Because, for now, it’s too hard to remove it from the game. We’re talking about a sport where guys push and shove each other after virtually every. single. play. stops. There’s so much testosterone out on the ice it’s a wonder Johnathan Toews can’t just grow a mustache via osmosis (ok, that was obtuse, I admit). It’s ingrained in them, and in the sport itself. Removing it is not a blanket-rule, single-season project.

And the NHL must take ownership of the absurdity of not establishing rules to get rid of fighting. “Yeeees, we realize it’s completely duplicitous to ban head shots while still allowing guys to pummel each other in the face. We’re working on it.*”

Eliminating fighting is up to the players.

It’s up to them to clean up their game and to learn to protect themselves. It’s their mandate to decide when fighting is really necessary (ever?). Is fighting worth the risk of facial fractures just because some guy skated too close to your goalie? Might want to ask Rick DiPietro. Is it worth the potential injury to try to spark your team? Might want to ask Max Talbot (or maybe not).

After all, it’s the boys who decide when to drop the gloves. Now that they know what’s happening to their brains, will they?

I think fighting will always be a part of hockey. And there will always be fans who go to games because they love to see fights.
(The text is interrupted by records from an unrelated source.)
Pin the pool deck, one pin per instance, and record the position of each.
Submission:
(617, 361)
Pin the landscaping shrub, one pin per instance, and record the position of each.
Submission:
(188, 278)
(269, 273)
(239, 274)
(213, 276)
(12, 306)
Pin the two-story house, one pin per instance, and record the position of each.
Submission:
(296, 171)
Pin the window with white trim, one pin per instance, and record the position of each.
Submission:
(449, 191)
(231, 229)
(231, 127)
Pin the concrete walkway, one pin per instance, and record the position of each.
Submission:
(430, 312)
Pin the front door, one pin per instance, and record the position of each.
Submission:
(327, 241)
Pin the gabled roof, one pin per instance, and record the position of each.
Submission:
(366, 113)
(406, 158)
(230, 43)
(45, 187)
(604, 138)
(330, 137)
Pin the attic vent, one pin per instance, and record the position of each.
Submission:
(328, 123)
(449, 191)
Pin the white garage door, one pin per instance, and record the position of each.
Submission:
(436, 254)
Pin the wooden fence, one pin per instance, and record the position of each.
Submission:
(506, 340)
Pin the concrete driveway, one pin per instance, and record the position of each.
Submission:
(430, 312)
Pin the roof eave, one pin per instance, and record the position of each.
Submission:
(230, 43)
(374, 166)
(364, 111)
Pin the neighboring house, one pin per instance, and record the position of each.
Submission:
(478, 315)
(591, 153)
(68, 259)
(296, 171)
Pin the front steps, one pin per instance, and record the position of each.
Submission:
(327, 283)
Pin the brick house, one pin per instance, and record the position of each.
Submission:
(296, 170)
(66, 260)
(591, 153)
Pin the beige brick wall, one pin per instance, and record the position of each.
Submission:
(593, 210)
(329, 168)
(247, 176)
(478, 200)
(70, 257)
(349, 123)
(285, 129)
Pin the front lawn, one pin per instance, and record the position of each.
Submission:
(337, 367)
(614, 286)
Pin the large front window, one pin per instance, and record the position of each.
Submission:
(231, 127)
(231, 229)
That enjoyment should be tempered now with the loss of three guys who loved to play the game. There’s no need to be sad all the time when their former teams play. But no one – players, coaches, front offices and fans alike – should forget the hard lessons we’ve learned with these tragedies.

—–

*(I suggest the NHL enact a rule where fighting is allowed, but they all have to be in the style of Alexander Semin. No one would ever fight again.)